What happened since then? And why aren’t Canadians still saving like it’s 1982?
To start, interest rates climbed punishingly high. Borrowing money was expensive. Bank lending rates were over 15 per cent and peaked at 21 per cent in 1981. Those same high interest rates gave Canadians incentive to save and watch their wealth grow. As a result, in 1982 Canadians were living within their means.
Times have changed. Today, Canadians are living way beyond their means.
Ways to save more money, like it’s 1982
The old adage is that if you save 10 per cent of your income, you’ll be golden for retirement, so that is my new savings goal. There’s two ways to reach my target: Make more money or cut out other expenses. As a contractor my income fluctuates, so I’m focusing on a ways to chop down my expenses. It might not be 1982, but maybe we can save like it is.
Stretch those muscles and stretch your wallet.
I live in Vancouver, so true to my stereotype, I do yoga. I absolutely love the studio I go to and for a long time paid $100 a month and vowed to go three times a week. This didn’t always happen and there were some months that I went for only two classes. That’s $50 a class!

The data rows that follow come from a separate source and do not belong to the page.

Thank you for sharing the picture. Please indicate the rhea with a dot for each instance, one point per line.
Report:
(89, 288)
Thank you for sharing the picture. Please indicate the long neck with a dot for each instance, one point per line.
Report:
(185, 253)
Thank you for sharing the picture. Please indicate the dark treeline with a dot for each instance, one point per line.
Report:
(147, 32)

I have cancelled my membership, bought a 10 class pass, which I can stretch out over two or more months and I’ve boughten a subscription for $10 a month to a yoga website online, so I can do some of my moves at home. If you get a lot of community out of your exercise routine, then by all means keep paying, but if you’re not using it than get rid of it and find an exercise you like to do at home.
Maintain your gear and fix up your finances
My brother is extremely particular about caring and maintaining everything he buys. His electronic are put in hard cases straight away, his car oil is always checked and changed when required, and everything is kept carefully away from water sources.

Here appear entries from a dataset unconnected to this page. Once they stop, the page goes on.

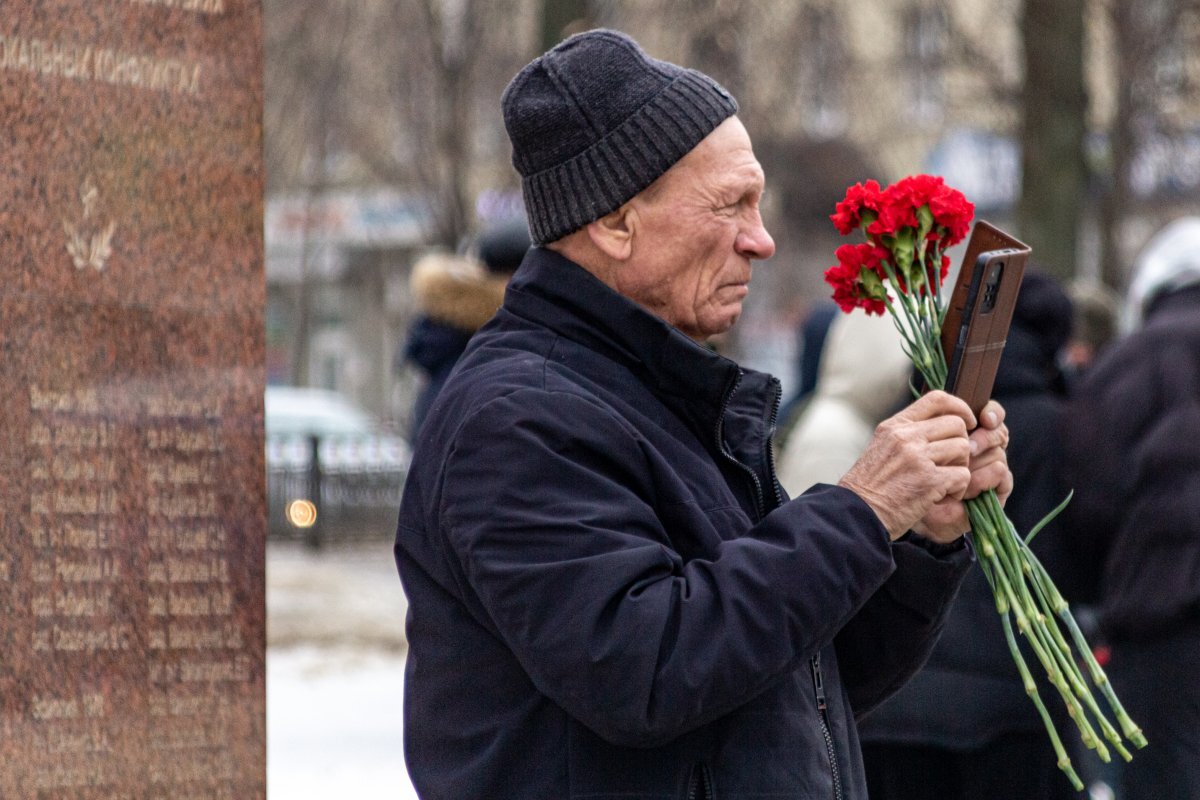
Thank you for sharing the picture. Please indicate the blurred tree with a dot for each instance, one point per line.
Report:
(390, 92)
(561, 18)
(1149, 47)
(1054, 115)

I am the opposite, and I’ve realized my cavalier attitude towards maintaining my belongings, especially electronics, is expensive. Getting your computer checked out once a year may cost a little, but replacing it earlier than expected will cost a lot.
Remember, the best things in life are free
So often our social lives revolve around spending money on tickets, food and drinks. Finding free events to check out and than opting for an after drink or coffee, rather than a full meal, will cut down on some of your entertainment costs and get you out in the house.
Plan ahead for bigger expenses, so you can save right
There are expensive times of the year. Everyone says the Holiday season is the worst, but my family aren’t big spenders and neither are my friends (I’ve conveniently curated less expensive friends), so it’s not a huge stretch for me. Summertime is the time where money flows out faster than I can keep and now that I know this, I can plan.
On months where there is less going on in your life, cut out a little more and stash it away for those months you know are going to be hectic. Doing this will also keep you from reaching for the credit cards and keep you on track of your overall financial plan.
Put some time into your savings
I don’t always know when my cheque are going to come in so it’s sometimes hard to put money away each time. Save on a quarterly basis! Instead of putting money into my TFSA each month, I assess what I can contribute every three months. This way I have cash when I need it, but will still be able to save.
Adjust your lifestyle so it’s in line with your actual financial situation
Everyone’s lifestyle is different and as a nation our lifestyles have changed dramatically. We eat out more, smartphones and internet have become essential, we pay more in government transfers (taxes) and we pay more for the basics like food and shelter.
By channelling my 1982 state-of-mind, I am able to hit my 10 per cent savings target and live life fully. Maybe one day I’ll bump it up to 20 per cent and get a perm.